If you feel your brother is/was favoured that’s a separate issue. Your parents saying you were difficult and your brother wasn’t isn’t really an issue if you know they love you equally. Like I said earlier my oldest is very difficult, my middle child has a calmer, kinder nature. I don’t love them any differently, but it does change how I interact with them, and the answer to ‘what was I like as a kid?’ if they ever ask

Kungfupanda67 · 10/11/2019 21:19

@JuneSpoon that’s hilarious 😂 my husband and I often comment (privately) that our eldest might be a bit more pleasant and less of a sore loser if we’d given him a sibling a bit sooner!

SonEtLumiere · 10/11/2019 21:27

This reply has been deleted

Message withdrawn at poster's request.

microferret · 10/11/2019 21:53

I'm sorry OP, it sucks that they weren't considerate enough to focus on the positive more. If it's any consolation, I think most parents don't ever truly know their own children because so much of their own fears and insecurities about the job they're doing raising them obscures and distorts their view.
My mum was largely kind but would occasionally say deeply hurtful, wounding things to me as a child. She thought she was dropping truth bombs to wake me up, but often she just hurt me terribly. My dad spent most of his time at work and when he was home always seemed faintly irritated by me, snapping and barking regularly.
They both later thought I had anger issues because I lost my temper with them easily. It never occurred to them that what actually happened was that they pushed my buttons. Anyone else who knows me would never describe me as such.

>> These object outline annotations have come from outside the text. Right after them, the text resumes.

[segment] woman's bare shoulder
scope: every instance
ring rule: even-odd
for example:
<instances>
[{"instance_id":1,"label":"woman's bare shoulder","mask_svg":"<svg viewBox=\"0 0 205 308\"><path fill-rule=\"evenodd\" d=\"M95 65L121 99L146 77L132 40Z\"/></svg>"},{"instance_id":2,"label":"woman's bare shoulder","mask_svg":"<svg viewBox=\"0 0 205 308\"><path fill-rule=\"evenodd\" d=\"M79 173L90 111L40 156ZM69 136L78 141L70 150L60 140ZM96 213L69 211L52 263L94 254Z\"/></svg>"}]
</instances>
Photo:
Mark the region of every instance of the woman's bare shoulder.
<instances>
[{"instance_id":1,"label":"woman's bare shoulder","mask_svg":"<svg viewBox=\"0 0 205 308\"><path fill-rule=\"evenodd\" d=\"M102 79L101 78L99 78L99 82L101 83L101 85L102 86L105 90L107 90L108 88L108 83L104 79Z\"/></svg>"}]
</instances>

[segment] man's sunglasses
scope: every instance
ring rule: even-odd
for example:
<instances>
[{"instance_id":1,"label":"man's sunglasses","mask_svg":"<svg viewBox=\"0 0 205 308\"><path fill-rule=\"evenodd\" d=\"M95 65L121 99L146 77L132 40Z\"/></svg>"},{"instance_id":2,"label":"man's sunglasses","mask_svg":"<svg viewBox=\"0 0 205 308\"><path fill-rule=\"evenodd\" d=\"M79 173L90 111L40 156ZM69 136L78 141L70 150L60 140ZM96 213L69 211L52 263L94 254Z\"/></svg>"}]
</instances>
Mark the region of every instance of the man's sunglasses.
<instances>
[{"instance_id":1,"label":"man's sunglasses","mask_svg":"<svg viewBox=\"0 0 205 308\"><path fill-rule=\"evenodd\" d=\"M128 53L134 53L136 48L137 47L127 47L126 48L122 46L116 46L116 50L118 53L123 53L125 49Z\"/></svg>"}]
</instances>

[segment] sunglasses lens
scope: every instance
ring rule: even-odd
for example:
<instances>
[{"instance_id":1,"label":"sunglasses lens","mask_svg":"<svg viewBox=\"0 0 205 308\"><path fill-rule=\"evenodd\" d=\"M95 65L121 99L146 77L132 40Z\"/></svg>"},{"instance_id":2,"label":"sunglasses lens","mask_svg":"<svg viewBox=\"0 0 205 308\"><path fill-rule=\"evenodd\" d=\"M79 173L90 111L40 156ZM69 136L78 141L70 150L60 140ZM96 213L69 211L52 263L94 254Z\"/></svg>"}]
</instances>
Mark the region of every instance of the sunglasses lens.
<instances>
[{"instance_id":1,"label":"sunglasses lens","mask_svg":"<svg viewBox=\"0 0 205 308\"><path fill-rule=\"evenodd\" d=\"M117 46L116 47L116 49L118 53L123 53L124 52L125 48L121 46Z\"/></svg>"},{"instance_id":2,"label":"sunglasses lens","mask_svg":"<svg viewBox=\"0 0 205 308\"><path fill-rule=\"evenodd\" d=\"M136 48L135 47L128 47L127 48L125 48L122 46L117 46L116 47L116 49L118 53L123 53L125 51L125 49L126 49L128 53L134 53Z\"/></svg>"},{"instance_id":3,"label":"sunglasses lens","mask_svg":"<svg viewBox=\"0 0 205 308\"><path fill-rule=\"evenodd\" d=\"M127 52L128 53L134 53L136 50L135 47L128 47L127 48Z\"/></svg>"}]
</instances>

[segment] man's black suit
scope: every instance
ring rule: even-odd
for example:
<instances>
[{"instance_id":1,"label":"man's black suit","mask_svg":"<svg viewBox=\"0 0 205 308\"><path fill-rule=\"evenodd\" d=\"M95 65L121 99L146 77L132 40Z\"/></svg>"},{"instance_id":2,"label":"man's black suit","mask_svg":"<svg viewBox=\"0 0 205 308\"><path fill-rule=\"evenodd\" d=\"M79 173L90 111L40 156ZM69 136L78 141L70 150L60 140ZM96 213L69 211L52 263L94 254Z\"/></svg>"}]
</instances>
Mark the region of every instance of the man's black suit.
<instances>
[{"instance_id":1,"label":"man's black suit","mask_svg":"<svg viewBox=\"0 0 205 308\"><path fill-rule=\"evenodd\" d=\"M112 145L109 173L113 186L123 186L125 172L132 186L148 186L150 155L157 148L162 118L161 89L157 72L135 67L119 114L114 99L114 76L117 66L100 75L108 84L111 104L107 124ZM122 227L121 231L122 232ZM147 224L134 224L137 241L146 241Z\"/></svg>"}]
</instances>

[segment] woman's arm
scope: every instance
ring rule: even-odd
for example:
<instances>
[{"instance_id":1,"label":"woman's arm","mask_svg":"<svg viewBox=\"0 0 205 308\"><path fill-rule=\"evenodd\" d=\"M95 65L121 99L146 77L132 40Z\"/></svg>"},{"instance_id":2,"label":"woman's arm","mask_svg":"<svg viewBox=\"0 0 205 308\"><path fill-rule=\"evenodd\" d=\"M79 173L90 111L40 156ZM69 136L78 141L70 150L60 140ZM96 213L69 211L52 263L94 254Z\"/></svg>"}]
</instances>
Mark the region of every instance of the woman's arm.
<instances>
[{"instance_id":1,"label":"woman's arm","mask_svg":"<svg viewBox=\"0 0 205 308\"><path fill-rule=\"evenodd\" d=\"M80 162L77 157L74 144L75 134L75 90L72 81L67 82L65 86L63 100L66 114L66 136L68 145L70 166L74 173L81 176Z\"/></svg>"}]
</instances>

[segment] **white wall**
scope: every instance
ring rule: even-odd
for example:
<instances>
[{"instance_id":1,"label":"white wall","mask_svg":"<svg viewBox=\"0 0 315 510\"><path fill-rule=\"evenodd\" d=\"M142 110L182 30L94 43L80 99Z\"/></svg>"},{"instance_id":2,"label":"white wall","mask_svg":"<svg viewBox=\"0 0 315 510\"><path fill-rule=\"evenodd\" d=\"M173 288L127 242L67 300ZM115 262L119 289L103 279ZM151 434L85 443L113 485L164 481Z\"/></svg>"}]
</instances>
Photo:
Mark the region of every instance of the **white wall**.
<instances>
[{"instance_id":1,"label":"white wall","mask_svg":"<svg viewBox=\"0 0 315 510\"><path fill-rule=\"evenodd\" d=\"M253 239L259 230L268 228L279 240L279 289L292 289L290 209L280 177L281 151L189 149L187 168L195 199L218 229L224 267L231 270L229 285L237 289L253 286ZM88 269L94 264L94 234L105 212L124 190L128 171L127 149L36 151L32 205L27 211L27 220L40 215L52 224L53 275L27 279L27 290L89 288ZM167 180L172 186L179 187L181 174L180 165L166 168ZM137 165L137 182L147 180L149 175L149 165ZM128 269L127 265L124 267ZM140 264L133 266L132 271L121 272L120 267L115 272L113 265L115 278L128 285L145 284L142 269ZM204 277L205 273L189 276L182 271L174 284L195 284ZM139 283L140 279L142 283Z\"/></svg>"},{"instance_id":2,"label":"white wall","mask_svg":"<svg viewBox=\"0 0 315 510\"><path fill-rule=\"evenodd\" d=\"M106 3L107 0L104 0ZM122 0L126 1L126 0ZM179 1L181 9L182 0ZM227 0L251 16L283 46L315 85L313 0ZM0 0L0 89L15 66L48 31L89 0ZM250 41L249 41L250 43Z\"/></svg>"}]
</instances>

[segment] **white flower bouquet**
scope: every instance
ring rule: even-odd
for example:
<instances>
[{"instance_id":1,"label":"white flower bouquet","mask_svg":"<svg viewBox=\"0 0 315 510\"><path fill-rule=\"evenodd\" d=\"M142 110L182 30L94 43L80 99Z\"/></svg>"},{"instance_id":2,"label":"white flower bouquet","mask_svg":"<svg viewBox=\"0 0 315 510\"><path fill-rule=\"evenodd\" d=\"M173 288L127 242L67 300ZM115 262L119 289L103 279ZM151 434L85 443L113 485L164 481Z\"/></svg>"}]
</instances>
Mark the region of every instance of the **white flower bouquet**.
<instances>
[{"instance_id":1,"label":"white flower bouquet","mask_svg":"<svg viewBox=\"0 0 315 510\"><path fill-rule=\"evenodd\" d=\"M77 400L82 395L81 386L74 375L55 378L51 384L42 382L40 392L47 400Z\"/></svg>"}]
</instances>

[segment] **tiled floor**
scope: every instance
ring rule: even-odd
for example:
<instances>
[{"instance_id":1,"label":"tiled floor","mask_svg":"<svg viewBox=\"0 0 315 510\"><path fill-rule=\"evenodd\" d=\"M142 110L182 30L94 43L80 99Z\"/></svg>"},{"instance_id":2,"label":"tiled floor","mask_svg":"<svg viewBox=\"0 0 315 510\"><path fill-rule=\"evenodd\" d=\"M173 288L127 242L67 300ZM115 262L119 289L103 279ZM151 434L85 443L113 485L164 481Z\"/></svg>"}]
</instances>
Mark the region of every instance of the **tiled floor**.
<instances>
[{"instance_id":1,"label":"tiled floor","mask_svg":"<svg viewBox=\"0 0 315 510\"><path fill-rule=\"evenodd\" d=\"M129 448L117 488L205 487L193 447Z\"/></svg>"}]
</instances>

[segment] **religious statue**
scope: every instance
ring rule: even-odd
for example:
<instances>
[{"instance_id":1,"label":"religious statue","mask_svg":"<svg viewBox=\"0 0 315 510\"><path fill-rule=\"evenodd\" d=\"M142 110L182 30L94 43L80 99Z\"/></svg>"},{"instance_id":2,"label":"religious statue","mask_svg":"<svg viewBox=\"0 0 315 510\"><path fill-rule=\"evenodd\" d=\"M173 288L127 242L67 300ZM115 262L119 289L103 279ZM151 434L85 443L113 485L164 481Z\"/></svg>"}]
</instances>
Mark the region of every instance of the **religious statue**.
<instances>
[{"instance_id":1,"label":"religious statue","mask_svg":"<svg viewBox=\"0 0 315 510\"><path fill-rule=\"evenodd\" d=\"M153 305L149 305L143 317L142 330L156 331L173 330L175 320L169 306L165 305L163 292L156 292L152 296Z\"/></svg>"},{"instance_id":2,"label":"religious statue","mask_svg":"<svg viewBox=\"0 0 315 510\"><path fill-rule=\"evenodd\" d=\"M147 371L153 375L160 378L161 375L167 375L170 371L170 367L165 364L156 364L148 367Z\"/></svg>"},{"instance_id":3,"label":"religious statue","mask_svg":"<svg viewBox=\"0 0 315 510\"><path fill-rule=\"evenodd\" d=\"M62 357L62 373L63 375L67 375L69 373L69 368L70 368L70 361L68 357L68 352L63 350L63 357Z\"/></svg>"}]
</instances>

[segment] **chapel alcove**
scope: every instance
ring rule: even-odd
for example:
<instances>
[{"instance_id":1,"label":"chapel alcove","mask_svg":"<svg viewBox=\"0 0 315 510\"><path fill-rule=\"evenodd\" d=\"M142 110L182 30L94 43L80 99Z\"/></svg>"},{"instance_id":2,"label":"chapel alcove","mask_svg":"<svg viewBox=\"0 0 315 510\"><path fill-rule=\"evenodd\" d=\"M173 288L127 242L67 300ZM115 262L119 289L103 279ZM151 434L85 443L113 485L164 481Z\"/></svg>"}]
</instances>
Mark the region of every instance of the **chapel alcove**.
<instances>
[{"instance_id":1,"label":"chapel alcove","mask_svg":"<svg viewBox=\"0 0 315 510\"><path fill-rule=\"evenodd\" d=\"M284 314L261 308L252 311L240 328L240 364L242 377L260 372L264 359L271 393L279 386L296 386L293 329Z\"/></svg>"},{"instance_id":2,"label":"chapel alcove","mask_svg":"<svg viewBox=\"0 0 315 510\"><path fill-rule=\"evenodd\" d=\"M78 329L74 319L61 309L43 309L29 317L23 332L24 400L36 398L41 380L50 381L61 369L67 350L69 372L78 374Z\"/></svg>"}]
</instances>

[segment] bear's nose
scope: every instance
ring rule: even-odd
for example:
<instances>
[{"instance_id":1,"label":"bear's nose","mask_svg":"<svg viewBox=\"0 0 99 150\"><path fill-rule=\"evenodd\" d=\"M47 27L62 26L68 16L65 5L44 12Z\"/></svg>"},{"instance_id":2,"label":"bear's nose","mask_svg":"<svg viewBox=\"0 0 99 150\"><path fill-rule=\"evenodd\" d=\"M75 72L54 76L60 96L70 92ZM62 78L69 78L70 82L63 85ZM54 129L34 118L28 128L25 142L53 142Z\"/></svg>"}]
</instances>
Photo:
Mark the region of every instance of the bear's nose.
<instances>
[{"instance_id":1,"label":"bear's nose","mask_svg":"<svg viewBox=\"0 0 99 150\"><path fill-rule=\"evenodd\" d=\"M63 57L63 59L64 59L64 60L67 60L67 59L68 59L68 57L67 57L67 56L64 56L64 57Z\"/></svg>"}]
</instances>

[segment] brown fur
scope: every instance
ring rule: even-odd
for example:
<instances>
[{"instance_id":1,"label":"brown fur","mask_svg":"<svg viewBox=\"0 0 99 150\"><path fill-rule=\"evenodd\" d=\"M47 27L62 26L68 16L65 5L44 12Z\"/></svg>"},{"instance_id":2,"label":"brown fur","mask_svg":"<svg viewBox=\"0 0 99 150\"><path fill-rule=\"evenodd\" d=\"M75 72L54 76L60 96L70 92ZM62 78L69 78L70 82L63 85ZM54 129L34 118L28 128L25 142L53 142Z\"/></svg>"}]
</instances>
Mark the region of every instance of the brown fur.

Your parents don't know you. They only know a version of you coloured by their own issues. Try not to be too sad - it does say more about them than it does about you. Take this experience and use it to help you be an even better and more thoughtful parent to your DC.

powershowerforanhour · 10/11/2019 22:06

I don't remember getting much praise from my mum (dad thought we were all marvellous) as a child. Any time I was lazy, selfish, clumsy, stroppy, greedy, a bad loser, boring, thoughtless, handless, touchy, stubborn, sullen, didn't listen, unsocial, pedantic or that old favourite, showing NO GUMPTION AT ALL was sure as hell pointed out though. Along with a good dose of confirmation bias ("TYPICAL! That's you all over!") and usually followed by, as per a PP's experience:
"Look at me when I'm talking to you!"
Apparently one is supposed to be rapt with interest and agreement (but not in a cheeky way) when one's character faults are being condemned. It's quite difficult and compliance with the "Look at me when I'm talking to you!" command often lead to "and take that stupid look off your face". It's also quite hard to " say something for yourself instead of standing there like a stunned mullet" without causing further ire by being deemed to have "answered back".

Sigh. We don't discuss it now. I have also perfected a socially acceptable little laugh for the umpteenth time she wheels out the same tedious anecdote about the time I had a tantrum and lay down on the pavement outside the supermarket, or the one where I was a bad sport after losing a game, or one of the other times when I was shit aged about 5.

I can also (pretend to) listen to the well trodden positive anecdotes about the Golden Boy without snorting. Skillz.